A woman tries to protect a young boy who has something in his possession that a corrupt cop wants.
Special Delivery is a movie that has nothing new to offer. It’s sad to see how little creativity there is in modern South Korean movies these days. Special Delivery is the perfect example of that.
The protagonist works at a junkyard, and she’s also a driver who picks up suspicious people, and it goes from there. Then she meets a young boy who has a corrupt cop after him. The corrupt cop has killed his father, who stole something from the corrupt cop that the young boy has in his possession.
So the protagonist is like Jason Statham from the Transporter, and the corrupt cop is channeling Gary Oldman from Leon. That’s not very inventive, is it? Don’t you dare to compare Special Delivery with Drive (2011), which is one of my favorite movies of all time. Don’t you dare!
I didn’t care about any of the characters. The protagonist doesn’t have much personality. She loves her cat, and she tries to protect the boy as much as she can. But that’s all, and it feels cheap. The kid doesn’t do much at all. He’s the usual kid in distress, nothing more than that. So I didn’t care about him either. The movie has a lazy script where the creator forces you to root for the kid since he’s a kid. Come on! Don’t take me for a fool! The characters have to earn my sympathy, which they don’t do in Special Delivery.

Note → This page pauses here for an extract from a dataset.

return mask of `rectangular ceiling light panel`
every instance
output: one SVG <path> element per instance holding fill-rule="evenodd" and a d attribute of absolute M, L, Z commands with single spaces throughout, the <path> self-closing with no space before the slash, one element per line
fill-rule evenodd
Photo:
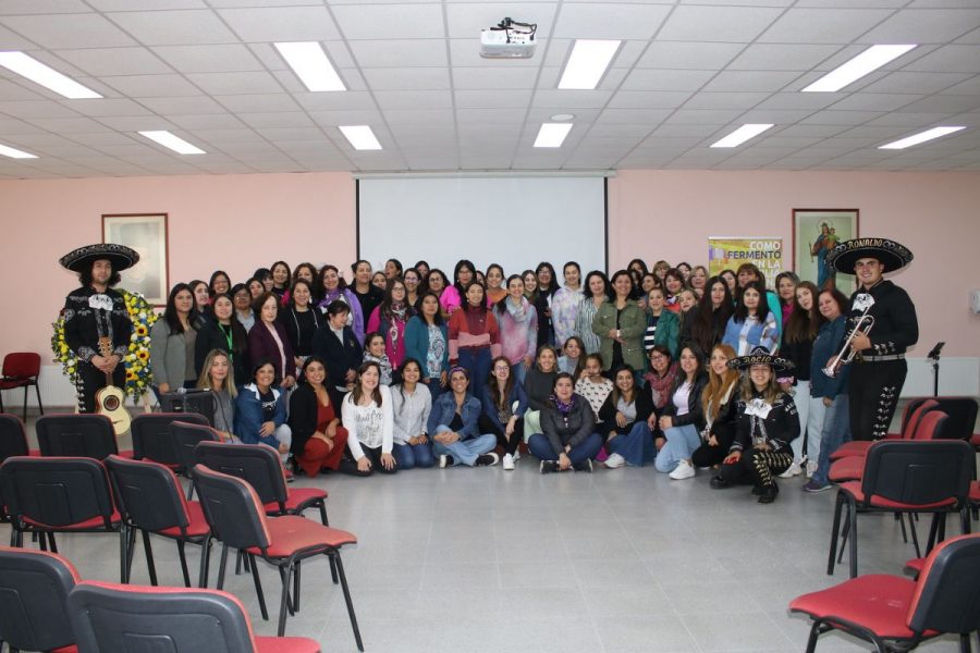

Then we have the reason I watch these movies. I love car chases, but come on. The wise ones know that South Koreans never have been great at shooting car chases. The car chases lack energy, they lack identity, and the editing doesn’t work. They are flat and boring. And all of that is something we find in Special Delivery. The only car chase I liked was the one in the parking garage. Other than that, the car chases in Special Delivery lack energy and invention.
The plot is straightforward. The young woman tries to protect the boy, and the people she loves get hurt when the corrupt cop comes knocking on their door. There’s nothing new to experience here. The protagonist can fight like Jason Statham, but she’s not a very good driver. She thinks she is, but she isn’t.
Special Delivery brings nothing new to the table. It lacks charm, and the characters are just too generic.